Traditional models of healthcare need to change and we now use the smartphone and social networks to harness these models of affecting a change in a person’s approach to chronic disease. This is where Artificial Intelligence will play a part. Already at The London Diabetes Centre, we download glucose test information on all our patients and use email and video to effectively support what we were never able to deliver in the past.
Artificial Intelligence (AI) is a branch of computer science that is increasingly able to contribute to improving care in diabetes because of its ability to handle large amounts of complex data generated by the increased use of glucose sensors and insulin pumps.
AI employs learning techniques that permit computers to learn automatically without human intervention or assistance. Clearly, the health outcome will depend considerably on the quality of the data being processed and its verification in real life application.
Currently, there is an active interest in blood glucose control strategies, blood glucose prediction, insulin bolus calculators and lifestyle and daily support algorithms. Some of the most interesting are those that analyse and capture glucose–insulin dynamics.
A real-time recurrent learning algorithm that models the blood glucose kinetics of people with Type 1 diabetes would have the ability to predict blood glucose levels and could help abolish two of the most costly and dangerous emergencies — coma that results from too low a blood glucose or that results from too high a blood glucose.

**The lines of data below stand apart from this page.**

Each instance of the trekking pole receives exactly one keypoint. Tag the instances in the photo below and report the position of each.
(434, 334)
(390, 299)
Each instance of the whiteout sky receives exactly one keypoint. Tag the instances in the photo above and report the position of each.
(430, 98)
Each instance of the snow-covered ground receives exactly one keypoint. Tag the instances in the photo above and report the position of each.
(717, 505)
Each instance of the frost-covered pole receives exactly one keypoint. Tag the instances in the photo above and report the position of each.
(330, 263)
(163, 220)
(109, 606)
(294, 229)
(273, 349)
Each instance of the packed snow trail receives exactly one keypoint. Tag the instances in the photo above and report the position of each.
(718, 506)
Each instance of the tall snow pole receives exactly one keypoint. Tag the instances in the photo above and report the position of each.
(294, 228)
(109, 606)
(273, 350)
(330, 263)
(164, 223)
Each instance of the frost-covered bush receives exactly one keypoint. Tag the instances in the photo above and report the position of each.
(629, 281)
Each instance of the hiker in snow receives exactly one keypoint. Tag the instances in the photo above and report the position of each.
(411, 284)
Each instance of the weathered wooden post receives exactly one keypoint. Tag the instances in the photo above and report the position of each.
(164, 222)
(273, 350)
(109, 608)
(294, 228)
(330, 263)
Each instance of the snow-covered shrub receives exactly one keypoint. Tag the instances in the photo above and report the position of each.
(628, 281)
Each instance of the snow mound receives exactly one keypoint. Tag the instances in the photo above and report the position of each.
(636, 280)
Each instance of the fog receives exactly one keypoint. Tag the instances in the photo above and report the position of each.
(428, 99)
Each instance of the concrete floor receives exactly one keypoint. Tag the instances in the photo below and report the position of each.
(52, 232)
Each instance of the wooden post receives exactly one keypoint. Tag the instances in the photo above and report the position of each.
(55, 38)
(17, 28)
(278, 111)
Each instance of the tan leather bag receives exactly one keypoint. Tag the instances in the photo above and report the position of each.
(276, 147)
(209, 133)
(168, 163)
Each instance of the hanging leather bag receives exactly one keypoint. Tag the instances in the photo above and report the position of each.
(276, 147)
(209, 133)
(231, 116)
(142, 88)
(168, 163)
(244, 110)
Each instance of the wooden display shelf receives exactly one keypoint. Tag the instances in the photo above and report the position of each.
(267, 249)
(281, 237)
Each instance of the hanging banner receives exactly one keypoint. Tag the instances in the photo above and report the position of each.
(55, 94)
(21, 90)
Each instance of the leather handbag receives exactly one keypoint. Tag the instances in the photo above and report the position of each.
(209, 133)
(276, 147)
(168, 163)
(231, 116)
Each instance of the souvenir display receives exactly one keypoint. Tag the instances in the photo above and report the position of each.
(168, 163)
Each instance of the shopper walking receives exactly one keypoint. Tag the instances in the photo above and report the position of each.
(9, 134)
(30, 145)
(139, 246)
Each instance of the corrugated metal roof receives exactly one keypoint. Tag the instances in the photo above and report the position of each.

Already we have a small community using open access closed loop pumps, which keep glucose levels within the desirable range and avoid undesirable lows and highs. Along with this are implantable sensors that are going to make these technological wearables more acceptable to patients, and alerts for patients, their doctors and their reimbursement agencies that will help identify inefficiencies so that resources and efforts can be selectively directed for best outcomes. Likely areas for early success will be diagnosing diabetes with wearable sensors and analysing patient phenotypes so that behaviour and outcomes can be predicted. Progress does not occur without its own barriers and these include usability, patient acceptability, real clinical outcome benefit, safety and data privacy
Artificial Intelligence is going to play a greater role in medicine and governments and health agencies will increasingly look to using health data to better allocate resources and to alert and educate users on how they can help themselves.